Thankfully, breakthroughs during the last few decades have allowed miracles to occur on a daily basis; embryos are conceived for couples who would have once been told they had little hope of birthing their own child. As many as one in seven couples seek advice or treatment for infertility but despite this, it remains a sensitive topic that can be difficult to broach for either sex. Indeed, in 100 cases: 30 would be due to problems with the father, 30 due to problems with the mother, 27 due to problems in both parents and the remaining 13 cases would be ‘unexplained’. It is fair to say therefore that infertility is a reasonably common problem for both genders. With an expanding circle of clinicians taking the view that lifestyle plays a significant role in fertility, perhaps a fresh approach to infertility therapy is needed. Prevention is undoubtedly the best remedy for any medical problem, hence the billions of pounds that are invested annually into research for vaccinations and public health campaigns. If this same concept was applied to educate the public on how to preserve fertility, the quantity of couples approaching their GP for fertility advice could slowly decrease and fewer members of the public would be subject to the financial and psychological burdens contiguous with infertility.

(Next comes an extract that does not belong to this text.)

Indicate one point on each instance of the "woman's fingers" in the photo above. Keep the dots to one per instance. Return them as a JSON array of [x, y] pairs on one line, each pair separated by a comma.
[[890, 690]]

Although this is ideal in principle, too often we neglect our own bodies and discard own health in favour of the easier, gluttonous option. We make ourselves unnecessarily vulnerable to a host of ailments which, with a little self-motivation, could be entirely avoided. What is the point in government initiatives if no one pays attention? The slogans “use a condom”, “smoking kills” and “drink in moderation” have been plastered across schools, hospitals and social media – yet STIs continue to rise, smokers still go through a pack-a-day and alcoholics find themselves in emergency rooms unable to recall how they got there.
The next time you receive advice for your health or come across an NHS poster, take thirty seconds of your day to pay attention. You will soon realise that healthcare professionals understand that abstaining from guilty pleasures is usually unachievable and will only ever recommend it if they consider it to be worthwhile. The tools necessary to preserve every aspect of your health are widely available. Instead of ignoring them, utilise them and remember that by taking care of yourself today, you have taken care of your future self and perhaps avoided the loneliness of a doctor’s waiting room years down the line.